Dans ma recherche, j’ai toujours utilisé l’art comme un outil de compréhension de la réalité dans laquelle je vis et dont je fais l’expérience, tout en essayant d’être consciente de la façon dont les autres êtres humains vivent et perçoivent leur environnement, et opèrent un changement. Cette action est toujours déterminée par une nécessité d’ordre politique ou sociale et souvent influencée par une période de détresse ou de crise.
Comment les gens réagissent-ils à une décision provenant du sommet et imposée à leur pays ? Quels sont leurs besoins et comment trouvent-ils des stratégies résilientes pour faire face à des changements inattendus ? Par exemple, et pour mentionner rapidement certaines de mes études de cas, on pourrait faire référence à la « New Town Operation » de Berlusconi après le tremblement de terre qui a eu lieu à L’Aquila en 2009 ; aux investissements de Benetton qui ont causé le déplacement de la communauté Mapuche en Patagonie ; au tourisme de masse et ses conséquences à long-termes sur la ville de Venise ; ou encore au phénomène de gentrification à San Francisco.
Dans le cas de « Performing the Self – the interview » j’interroge le cas très spécifique de la procédure de demande d’asile dans l’Europe contemporaine en collaboration avec l’experte du monde arabe et dramaturge Enrica Camporesi. Cette collaboration a débuté en 2008, lorsque nos chemins se sont croisés à Venise, où j’étudiais les arts visuels et elle la langue arabe et la littérature.
En 2010, j’ai rejoins Enrica au Liban où elle écrivait sa thèse sur le théâtre politique et l’historiographie contemporaine à Beyrouth. Je me rappelle par exemple nos discussions à propos de Rabi’ Mroue et de la méthodologie du Groupe Atlas.
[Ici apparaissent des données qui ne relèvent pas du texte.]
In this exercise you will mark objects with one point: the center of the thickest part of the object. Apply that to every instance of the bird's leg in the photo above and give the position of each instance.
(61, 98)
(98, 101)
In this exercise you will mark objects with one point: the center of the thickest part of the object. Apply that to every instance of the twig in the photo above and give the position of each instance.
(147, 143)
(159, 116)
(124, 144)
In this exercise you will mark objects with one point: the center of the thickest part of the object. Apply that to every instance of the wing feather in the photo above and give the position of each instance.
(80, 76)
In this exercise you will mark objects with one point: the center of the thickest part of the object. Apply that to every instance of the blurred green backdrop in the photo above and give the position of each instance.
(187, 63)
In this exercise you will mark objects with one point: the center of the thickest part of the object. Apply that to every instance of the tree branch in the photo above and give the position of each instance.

Egalement inspirée par le travail de Carlos Amorales, nous avons décidé d’expérimenter plus en profondeur l’équilibre sensible entre la réalité et la fiction sur la scène, tout en jouant avec les potentialités intrinsèques du témoignage oral et des documents historiographiques.
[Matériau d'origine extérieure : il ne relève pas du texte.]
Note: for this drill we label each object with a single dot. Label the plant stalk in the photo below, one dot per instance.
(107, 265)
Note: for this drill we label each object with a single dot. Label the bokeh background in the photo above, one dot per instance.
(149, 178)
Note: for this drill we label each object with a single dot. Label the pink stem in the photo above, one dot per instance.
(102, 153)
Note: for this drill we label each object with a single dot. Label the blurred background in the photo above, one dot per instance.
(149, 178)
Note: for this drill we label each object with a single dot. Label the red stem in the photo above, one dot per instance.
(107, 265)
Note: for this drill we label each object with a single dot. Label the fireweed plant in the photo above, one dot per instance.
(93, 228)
A partir de ce moment-là, les questions comme celles de la crédibilité, la fiabilité, la victimisation et la compassion, l’authenticité culturelle et les mécompréhensions interculturelles devinrent des thématiques décisives à explorer sur lesquelles nous avons réunis pendant cinq ans du matériel et des informations.
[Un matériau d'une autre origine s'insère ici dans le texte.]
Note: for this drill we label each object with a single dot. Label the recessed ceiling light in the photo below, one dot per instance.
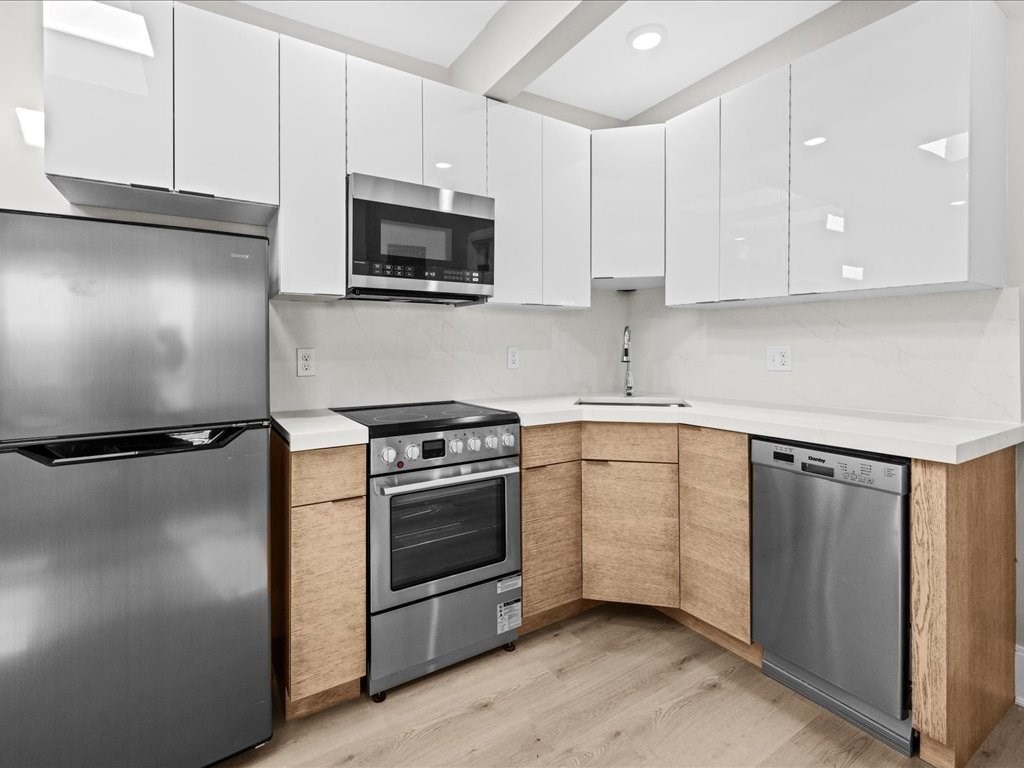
(33, 126)
(647, 37)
Puis, lorsqu’en 2015, Enrica s’est installée en Belgique, travaillant comme une professeur d’intégration sociale avec des demandeurs d’asile et réfugiés arabophones, nous avons décidé d’orienter nos recherches dans une performance s’appuyant sur un texte, une installation vidéo, et une publication.
« Performing the self – the interview » se concentre sur le rôle du témoignage oral en tant que moment de la recréation et de la représentation de la vérité individuelle, et zoome sur les figures de l’agent de protection et du demandeur d’asile, comme coproducteurs d’un nouveau récit de vie.